It's been well over a month since I gave Dish the boot and went with Netflix. I'm still enjoying Netflix as much as when I first signed up. It is, IMO, a terrific value.
I recently watched a Robert Redford movie called The Conspirator. I don't always agree with Redford's politics but I have always admired him as an actor and film maker. The Conspirator is about the assassination of Abraham Lincoln and the subsequent trial of Mary Surratt who ran the boarding house where John Wilkes Booth and his conspirators hung out.
When the government rounds up the conspirators Mary is caught up in the net and thrown into prison with the rest. Surratt is defended by a reluctant young lawyer who by the end of the movie believes that Mary is a victim herself. Her only crime being she owned the boarding house and spawned one of the actual conspirators. It was Mary's own son who brought the conspiracy into her home.

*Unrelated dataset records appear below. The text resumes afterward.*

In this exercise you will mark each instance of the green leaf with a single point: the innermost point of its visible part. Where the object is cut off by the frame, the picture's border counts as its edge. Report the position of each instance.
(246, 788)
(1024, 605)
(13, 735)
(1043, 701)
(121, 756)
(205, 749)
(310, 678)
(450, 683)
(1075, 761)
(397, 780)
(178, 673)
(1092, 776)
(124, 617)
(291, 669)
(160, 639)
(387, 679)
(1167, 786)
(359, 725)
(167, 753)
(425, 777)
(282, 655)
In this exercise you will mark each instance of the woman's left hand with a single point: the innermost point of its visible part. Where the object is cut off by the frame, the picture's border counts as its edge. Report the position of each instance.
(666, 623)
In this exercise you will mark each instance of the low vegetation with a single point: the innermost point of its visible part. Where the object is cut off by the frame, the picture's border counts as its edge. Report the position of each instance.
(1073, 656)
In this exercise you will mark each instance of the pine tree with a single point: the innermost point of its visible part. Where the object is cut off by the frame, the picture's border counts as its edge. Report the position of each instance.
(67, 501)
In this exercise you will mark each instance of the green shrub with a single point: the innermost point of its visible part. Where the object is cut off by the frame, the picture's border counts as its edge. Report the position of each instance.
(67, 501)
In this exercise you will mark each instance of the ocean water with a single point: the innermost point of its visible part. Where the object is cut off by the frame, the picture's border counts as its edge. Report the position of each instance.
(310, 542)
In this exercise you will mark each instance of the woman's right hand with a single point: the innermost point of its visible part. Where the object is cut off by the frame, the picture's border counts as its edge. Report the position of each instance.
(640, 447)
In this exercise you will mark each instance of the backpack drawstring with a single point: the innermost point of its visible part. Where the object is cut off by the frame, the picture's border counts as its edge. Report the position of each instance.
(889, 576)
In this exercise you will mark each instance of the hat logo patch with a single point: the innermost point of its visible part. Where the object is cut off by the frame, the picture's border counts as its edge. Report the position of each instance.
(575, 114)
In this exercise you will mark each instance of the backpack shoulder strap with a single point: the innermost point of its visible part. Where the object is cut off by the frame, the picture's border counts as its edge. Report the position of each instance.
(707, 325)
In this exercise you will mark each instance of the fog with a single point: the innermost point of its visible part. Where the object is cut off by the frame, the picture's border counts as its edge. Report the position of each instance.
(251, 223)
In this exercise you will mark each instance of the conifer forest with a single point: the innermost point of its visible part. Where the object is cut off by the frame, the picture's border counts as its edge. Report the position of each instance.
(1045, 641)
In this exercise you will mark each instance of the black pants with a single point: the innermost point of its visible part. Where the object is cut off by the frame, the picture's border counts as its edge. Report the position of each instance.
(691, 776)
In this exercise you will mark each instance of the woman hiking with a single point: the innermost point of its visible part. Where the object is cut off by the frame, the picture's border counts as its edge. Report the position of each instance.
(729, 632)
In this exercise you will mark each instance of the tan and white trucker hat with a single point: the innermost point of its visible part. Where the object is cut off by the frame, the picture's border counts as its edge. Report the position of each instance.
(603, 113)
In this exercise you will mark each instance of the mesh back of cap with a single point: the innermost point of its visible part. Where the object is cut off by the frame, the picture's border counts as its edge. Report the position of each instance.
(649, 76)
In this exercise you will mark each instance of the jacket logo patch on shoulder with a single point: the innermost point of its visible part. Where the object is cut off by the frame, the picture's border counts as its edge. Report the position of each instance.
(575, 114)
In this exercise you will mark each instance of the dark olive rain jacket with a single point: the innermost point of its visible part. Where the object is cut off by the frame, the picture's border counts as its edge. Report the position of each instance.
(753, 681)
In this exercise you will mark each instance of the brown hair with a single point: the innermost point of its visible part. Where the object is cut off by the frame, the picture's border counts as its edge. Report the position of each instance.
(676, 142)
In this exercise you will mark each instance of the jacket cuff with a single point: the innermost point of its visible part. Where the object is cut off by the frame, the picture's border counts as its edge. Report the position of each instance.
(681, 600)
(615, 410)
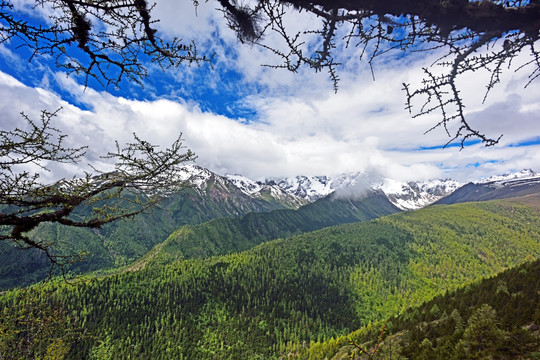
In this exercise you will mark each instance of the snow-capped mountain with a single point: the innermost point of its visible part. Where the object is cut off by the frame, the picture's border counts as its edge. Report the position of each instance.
(268, 190)
(300, 190)
(523, 174)
(404, 195)
(414, 195)
(310, 188)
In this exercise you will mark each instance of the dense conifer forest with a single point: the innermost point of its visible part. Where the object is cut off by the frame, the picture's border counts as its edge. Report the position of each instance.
(284, 295)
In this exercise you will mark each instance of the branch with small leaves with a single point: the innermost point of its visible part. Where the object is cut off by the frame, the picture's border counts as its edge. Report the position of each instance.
(472, 35)
(143, 175)
(105, 40)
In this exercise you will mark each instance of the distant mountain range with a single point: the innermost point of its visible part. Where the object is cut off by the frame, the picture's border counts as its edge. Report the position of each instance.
(212, 196)
(411, 195)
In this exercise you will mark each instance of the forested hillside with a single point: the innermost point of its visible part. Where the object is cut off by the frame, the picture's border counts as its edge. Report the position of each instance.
(495, 318)
(272, 300)
(228, 235)
(122, 242)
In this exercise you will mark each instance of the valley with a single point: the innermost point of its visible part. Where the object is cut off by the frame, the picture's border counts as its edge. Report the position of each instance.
(283, 283)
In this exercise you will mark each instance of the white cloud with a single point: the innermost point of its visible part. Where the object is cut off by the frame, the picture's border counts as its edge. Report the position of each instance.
(302, 127)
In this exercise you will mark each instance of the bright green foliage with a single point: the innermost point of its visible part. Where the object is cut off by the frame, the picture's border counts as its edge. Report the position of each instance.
(482, 335)
(312, 288)
(121, 242)
(498, 324)
(228, 235)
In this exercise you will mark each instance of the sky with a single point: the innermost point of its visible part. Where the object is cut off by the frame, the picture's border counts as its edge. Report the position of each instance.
(240, 117)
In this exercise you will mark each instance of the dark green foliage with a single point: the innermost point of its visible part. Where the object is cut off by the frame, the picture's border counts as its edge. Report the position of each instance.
(499, 325)
(121, 242)
(283, 295)
(228, 235)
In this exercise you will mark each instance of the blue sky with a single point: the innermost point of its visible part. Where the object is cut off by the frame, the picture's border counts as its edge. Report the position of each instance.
(241, 117)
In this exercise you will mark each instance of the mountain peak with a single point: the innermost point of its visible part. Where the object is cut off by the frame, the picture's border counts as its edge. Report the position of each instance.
(522, 174)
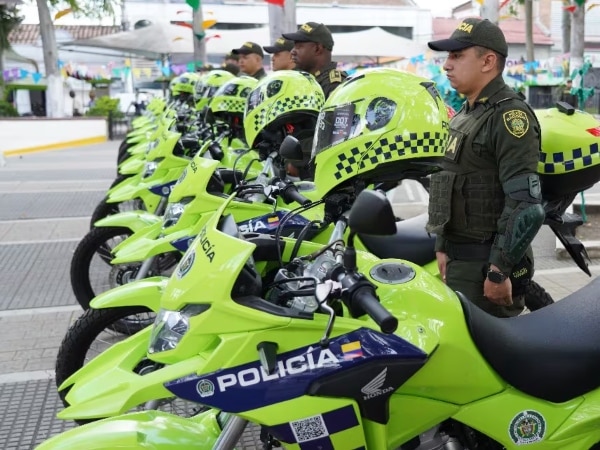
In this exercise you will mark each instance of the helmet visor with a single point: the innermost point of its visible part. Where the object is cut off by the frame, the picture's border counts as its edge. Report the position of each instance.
(334, 126)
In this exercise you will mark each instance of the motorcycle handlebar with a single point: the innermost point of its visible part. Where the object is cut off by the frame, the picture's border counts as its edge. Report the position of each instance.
(290, 193)
(365, 299)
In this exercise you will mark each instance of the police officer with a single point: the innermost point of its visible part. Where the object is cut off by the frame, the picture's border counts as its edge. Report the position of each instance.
(485, 205)
(281, 57)
(313, 44)
(231, 63)
(251, 59)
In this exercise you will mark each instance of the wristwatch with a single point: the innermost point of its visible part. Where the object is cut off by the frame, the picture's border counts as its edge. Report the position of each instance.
(496, 277)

Instead of being tried by a jury of her peers Mary was tried by military tribunal. Her treatment was appalling and the bias toward convicting her pervasive. The secretary of war, Edwin Stanton, is hell bent on hanging Mary. He really could care less about her guilt or innocence. He simply wants her hung and will use his considerable power to have his wishes carried out.
Over the course of the trial Surratt wins over her reluctant young lawyer and in the end a deal is struck so that Surratt may escape the hangman's noose. For no apparent reason, other than an over the top ego, Stanton talks president Johnson into reneging on the deal at the eleventh hour. Mary swings with the rest.

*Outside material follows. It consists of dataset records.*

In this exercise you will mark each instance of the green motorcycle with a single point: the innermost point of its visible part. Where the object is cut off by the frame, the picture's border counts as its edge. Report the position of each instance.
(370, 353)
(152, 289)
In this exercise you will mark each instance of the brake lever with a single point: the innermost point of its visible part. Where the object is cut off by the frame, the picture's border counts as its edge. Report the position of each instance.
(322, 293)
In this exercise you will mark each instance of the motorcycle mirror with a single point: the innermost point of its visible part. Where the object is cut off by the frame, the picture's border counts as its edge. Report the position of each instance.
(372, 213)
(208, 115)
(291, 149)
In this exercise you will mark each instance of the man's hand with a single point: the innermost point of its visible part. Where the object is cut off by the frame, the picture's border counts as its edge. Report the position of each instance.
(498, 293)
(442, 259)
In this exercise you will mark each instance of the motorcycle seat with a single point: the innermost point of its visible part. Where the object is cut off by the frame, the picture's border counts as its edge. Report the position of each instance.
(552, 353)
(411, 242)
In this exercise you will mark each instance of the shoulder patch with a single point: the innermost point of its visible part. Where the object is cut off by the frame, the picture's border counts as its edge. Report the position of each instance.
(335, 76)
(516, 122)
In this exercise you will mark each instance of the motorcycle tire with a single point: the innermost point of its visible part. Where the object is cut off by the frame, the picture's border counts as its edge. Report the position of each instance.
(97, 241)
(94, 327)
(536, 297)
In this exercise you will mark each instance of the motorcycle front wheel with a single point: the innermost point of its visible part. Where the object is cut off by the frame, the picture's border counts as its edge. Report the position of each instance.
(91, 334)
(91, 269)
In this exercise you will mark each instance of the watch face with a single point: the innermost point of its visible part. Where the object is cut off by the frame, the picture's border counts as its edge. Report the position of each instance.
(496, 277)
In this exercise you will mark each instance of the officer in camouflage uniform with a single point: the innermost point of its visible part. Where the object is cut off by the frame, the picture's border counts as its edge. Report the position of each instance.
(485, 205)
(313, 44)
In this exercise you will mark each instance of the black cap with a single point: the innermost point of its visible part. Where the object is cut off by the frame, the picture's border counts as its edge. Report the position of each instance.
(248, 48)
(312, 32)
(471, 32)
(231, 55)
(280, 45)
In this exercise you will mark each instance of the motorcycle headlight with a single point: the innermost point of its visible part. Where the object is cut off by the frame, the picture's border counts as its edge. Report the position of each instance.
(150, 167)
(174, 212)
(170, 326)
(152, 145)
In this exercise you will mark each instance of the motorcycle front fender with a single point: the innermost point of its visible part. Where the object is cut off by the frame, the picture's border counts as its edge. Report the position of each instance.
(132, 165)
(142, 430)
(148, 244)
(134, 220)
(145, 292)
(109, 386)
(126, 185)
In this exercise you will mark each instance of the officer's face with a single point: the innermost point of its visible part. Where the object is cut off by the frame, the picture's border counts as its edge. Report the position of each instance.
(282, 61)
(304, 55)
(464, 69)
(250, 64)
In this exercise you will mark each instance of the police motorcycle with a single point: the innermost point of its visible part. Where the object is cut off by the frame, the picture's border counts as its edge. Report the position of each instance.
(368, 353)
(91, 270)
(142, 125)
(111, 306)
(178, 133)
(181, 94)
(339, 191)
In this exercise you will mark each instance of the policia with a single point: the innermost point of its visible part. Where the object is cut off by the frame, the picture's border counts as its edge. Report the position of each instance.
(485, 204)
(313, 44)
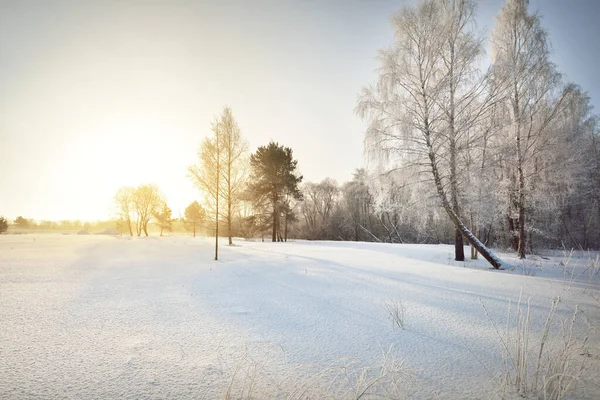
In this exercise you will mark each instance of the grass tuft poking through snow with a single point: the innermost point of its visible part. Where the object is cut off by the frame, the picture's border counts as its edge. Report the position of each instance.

This isn't the best Redford film I've ever watched, by far. I do trust that Redford tried to make the movie as accurate as possible. And, it left me thinking our government has been rife with corruption and power hungry, soulless politicians since its inception. That their have been those in power playing fast and loose with our liberties all along. The older I get and the more I learn I realize what I was taught in school was carefully crafted propaganda. It makes me wonder if the America I grew up loving ever existed at all except in our minds.